For mental health services, people reported feeling uncomfortable being completely vulnerable with staff, and wished service providers were more open and supportive.

The study calls for local mental health services to be better trained to deal with 2SLGBTQ+ people, and for all local organizations to review policies to best serve the community.

The Canadian Mental Health Association Cochrane-Timiskaming branch's communications specialist Krista Green said staff undergo sensitivity training and are encouraged to seek further education.

"We've ensured that all of our staff have LGBT2SQ cultural safety awareness training, and we've made sure we are able to provide that equitable, accessible care," said Green.

"Anything that's going to help with cultural safety, cultural awareness, within our agency, is strongly encouraged."

Green said the 2SLGBTQ+ community is more likely to experience anxiety, depression, PTSD, phobias and addictions issues, and that the CMHA aims to be sensitive in addressing those challenges.

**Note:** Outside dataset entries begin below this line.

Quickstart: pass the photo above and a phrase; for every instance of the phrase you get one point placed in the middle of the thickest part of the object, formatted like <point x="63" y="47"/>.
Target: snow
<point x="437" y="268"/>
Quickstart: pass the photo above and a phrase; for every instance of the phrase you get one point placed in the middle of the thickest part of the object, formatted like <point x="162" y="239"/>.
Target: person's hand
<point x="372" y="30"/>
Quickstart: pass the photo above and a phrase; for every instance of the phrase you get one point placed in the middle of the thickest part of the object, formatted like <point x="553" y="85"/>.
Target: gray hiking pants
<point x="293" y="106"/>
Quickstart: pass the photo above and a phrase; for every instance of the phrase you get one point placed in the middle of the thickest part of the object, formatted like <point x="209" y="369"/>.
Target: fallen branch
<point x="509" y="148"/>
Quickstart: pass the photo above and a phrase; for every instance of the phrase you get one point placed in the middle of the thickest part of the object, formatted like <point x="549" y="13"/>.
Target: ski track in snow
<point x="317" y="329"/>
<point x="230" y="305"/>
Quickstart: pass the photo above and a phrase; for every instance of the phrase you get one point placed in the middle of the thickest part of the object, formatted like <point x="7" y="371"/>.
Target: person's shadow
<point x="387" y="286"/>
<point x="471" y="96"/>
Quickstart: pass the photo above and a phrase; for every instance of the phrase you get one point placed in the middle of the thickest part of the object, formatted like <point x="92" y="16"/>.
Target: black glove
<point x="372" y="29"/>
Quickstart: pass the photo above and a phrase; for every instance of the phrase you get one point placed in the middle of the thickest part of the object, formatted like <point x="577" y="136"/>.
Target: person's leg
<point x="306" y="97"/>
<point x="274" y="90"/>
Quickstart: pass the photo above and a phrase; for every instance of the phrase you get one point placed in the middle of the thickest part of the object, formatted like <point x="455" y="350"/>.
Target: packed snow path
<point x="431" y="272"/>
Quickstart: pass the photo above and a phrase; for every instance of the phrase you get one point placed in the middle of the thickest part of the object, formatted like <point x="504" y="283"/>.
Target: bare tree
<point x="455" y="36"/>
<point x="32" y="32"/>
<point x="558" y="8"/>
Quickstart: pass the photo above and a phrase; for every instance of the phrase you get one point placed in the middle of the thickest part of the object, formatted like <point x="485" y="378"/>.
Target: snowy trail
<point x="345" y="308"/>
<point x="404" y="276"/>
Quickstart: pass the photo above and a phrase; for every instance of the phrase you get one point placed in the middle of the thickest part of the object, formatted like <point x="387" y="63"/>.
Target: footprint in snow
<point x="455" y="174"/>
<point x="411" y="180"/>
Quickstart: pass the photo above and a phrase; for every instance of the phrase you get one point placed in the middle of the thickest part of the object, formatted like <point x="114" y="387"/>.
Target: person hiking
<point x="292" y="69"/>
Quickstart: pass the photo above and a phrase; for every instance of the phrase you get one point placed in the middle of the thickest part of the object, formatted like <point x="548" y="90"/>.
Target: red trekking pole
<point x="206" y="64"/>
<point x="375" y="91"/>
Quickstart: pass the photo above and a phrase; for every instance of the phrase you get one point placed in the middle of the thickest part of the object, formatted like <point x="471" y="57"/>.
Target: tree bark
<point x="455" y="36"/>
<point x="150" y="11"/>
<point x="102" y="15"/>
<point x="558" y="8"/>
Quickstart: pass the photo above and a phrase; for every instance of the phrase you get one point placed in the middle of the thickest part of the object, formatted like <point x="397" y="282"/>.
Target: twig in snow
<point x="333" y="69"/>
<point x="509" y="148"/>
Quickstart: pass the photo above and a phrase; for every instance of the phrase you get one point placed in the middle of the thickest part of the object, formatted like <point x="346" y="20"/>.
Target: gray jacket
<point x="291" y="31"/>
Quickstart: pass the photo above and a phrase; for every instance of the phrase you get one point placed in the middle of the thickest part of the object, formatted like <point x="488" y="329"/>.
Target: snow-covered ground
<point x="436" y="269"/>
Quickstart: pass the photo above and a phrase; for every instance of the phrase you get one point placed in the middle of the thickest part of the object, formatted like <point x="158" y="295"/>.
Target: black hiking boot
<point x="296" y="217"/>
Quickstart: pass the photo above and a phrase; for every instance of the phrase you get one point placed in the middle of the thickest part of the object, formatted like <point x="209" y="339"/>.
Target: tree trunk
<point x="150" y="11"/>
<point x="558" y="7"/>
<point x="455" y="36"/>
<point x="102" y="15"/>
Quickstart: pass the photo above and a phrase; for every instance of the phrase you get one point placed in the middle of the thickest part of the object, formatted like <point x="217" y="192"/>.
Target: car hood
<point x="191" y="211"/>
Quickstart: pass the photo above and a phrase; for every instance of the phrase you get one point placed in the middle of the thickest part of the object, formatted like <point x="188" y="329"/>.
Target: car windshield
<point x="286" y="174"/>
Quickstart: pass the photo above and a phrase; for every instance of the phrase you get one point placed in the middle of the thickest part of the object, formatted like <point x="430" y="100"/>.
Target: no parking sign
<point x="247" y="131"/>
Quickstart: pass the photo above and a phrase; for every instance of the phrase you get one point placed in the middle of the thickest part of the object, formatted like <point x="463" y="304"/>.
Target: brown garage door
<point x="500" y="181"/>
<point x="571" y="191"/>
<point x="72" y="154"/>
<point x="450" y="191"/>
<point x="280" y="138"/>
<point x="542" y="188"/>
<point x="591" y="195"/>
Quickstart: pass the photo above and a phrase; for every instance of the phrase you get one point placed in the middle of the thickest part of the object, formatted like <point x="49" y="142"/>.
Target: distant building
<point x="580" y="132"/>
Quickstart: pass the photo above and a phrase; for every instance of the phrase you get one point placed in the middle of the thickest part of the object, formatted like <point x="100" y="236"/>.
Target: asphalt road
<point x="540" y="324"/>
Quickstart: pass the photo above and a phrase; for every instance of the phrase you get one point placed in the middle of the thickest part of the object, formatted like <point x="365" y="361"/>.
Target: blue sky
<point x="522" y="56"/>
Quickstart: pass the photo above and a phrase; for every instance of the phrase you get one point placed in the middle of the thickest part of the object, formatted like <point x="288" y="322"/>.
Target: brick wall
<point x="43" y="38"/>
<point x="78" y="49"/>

Some things Villeneuve would like to see come to Timmins are more inclusive spaces and a transgender medical facility.

His vision is to one day establish a 2SLGBTQ+ community centre, or hub that can offer all of the services that have been lacking in the city.

Villeneuve said the community simply wants to feel welcome and supported in the north, and that most northerners appear to empathize with that.

"A lot of the general community understands that there's a need for it, compared to where it is in larger centres, but when it comes to getting the information out, that's where Pride comes in," he said.

Most of the local 2SLGBTQ+ feel disconnected from each other, according to Timmins Pride's study, and Villeneuve said an annual Pride event plays a large role in building that community spirit.

He said he hopes reviving the event in Timmins for the first time in years this September will help the community feel they are seen and heard.